Join us at Scylla Summit 2017 in San Francisco Oct 24-25 - Register now!

Benchmarking Scylla 1.6 vs Cassandra 3.0.9 on Amazon Web Services i2.8xlarge Instances

Throughput of Scylla vs Cassandra Using 2TB of Data for Different YCSB Workloads

Executive summary

Benchmarking database systems helps users determine the best database solution for their application. Scylla, an Apache Cassandra drop-in replacement database, uses novel techniques to deliver best-in-class throughput and latency to users of wide column NoSQL databases. This benchmark results provide throughput and latency measurements comparison of Scylla 1.6 release vs. Cassandra 3.0.9 release.

The results obtained from extensive testing show Scylla outperforms Cassandra by factors of 2.3 to 5.1 based on the different workload tested. This document reviews the testing process, tuning and throughput and the latency measurements.

The Cassandra testing process

Our initial target version to benchmark Apache Cassandra was 3.9.0 from the Apache Cassandra repository. However, we ended up using DataStax Community (DSC) version for the benchmark below. Tuning and operating Apache Cassandra and DSC is a lengthy process. We had several iterations and more than 80 hours of false starts before we were able to set up a stable Cassandra cluster. We learned that the DSC out-of-the-box experience will not provide users with the expected performance or stability for a production environment. Please refer to the settings applied to the Apache Cassandra installation at the end of this document.
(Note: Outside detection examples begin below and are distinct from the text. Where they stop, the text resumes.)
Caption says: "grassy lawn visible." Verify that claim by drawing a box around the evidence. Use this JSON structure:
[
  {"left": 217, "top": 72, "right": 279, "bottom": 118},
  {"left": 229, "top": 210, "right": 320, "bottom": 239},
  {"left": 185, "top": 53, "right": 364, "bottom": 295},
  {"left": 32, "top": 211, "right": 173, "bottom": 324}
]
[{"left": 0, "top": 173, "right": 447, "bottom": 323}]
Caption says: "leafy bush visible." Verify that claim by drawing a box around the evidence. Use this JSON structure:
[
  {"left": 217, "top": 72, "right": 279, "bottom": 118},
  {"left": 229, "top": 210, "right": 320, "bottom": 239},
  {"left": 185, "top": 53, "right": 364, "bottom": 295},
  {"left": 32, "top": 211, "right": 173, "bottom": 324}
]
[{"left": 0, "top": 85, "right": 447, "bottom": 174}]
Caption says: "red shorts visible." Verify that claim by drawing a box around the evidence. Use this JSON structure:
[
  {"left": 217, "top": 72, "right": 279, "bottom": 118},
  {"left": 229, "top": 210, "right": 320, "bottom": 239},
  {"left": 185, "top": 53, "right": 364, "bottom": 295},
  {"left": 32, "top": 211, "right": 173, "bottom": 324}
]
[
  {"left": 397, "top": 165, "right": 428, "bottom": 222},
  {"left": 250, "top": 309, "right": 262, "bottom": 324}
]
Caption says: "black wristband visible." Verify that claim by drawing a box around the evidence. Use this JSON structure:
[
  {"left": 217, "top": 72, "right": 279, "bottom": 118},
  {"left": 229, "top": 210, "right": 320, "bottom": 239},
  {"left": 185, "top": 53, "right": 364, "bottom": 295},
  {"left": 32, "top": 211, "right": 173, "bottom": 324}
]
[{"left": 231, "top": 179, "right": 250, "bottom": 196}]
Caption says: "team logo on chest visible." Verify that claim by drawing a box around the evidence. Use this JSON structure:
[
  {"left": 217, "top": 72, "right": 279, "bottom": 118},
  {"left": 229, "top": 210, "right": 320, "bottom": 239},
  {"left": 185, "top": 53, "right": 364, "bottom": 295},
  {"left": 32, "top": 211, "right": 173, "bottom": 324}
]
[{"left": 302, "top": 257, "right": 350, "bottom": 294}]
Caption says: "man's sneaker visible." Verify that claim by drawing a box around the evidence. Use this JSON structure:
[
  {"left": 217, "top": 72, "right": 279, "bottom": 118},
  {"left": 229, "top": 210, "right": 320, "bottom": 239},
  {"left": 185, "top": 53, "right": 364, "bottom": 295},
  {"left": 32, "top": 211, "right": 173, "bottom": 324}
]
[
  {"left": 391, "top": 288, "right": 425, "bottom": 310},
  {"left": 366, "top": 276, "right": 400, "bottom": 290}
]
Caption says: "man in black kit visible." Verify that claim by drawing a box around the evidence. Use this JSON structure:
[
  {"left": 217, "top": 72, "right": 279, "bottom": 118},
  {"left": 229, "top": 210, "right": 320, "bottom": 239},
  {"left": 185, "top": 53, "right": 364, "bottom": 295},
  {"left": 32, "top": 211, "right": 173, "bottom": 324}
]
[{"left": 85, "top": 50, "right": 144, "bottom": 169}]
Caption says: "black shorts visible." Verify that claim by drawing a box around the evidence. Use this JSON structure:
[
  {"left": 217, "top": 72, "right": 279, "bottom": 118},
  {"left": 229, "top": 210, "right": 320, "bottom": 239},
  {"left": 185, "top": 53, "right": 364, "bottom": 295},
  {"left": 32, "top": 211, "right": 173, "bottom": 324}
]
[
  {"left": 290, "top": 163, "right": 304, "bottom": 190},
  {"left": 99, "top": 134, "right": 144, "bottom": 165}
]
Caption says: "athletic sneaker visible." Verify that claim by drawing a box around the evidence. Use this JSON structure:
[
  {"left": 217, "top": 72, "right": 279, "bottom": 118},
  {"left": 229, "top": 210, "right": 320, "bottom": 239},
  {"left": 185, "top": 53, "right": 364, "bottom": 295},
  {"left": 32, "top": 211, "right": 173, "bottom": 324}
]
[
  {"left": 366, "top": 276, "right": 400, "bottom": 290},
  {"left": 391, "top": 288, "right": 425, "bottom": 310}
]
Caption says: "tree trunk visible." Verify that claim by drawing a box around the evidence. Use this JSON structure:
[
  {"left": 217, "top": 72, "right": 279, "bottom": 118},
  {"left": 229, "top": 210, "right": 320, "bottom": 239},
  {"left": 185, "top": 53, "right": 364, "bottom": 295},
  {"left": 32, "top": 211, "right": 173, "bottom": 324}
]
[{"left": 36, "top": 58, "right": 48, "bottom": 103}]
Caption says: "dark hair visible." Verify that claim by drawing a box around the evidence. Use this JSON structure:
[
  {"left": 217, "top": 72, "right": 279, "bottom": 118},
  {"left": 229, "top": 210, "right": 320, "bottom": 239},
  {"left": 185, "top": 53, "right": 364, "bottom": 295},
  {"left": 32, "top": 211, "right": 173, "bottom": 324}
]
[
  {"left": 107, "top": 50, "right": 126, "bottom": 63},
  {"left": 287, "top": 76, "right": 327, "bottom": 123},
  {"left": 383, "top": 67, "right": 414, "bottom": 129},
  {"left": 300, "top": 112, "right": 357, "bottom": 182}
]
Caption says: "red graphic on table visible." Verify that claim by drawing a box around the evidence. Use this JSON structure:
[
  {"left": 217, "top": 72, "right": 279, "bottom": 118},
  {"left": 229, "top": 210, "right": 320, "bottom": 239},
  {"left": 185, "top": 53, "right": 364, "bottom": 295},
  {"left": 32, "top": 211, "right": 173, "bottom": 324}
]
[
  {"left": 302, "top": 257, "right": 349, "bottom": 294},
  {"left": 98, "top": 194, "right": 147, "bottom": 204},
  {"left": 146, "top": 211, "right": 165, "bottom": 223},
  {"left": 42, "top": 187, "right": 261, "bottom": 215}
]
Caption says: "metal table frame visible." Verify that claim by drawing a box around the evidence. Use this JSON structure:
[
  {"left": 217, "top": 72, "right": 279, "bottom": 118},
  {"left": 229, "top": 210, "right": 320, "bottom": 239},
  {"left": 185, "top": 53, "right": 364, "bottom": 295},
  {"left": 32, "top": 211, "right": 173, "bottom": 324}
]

While testing Apache Cassandra 3.9.0, we found that extensive tuning is required to get the system stable, and the results obtained from Cassandra were far below our expectations.

After installing Apache Cassandra 3.9.0, the first test we created was the data insertion test (write). During the test, insertion clients came to a halt and reported data insertion failures to the point that the job ended with a FAILURE set. We added tuning to make sure we had enough file handlers and reduced the number of loaders. Still, the tests showed miserable performance results. We experienced write throughput in rates that were a small percentage of the Scylla throughput rate. At that point, we decided to switch to the 3.x stable release (DSC version) and not use the cutting-edge Cassandra 3.9 release. The DSC is based on Apache  Cassandra 3.0.9 version. While the installation process is more straightforward than the Apache version, the testing yielded some insight about the ways to operate Apache Cassandra. The first testing of data insertion of 11,600,000,000 partitions started smoothly. Our first configuration was naive—we didn’t change the JVM settings or the number of compactors used. So, with a default 4GB heap size, we tried to inject over 1TB of data. Once the initial writes failed we increased the JVM heap size to 24GB, and the data insertions went well until we reached ~50% of data in the servers. At the halfway point, all 3 Cassandra servers crashed with OOM errors. To save time we decided to stick with half the data set testing and proceed with the comparison to Scylla. Later research yielded another configuration setting—increase the number of memory mapped files in the kernel from 64k to 1M to solve the dataset size limitation.

System under test

Both Scylla and Cassandra use three i2.8xlarge AWS servers to cluster a 3-node database.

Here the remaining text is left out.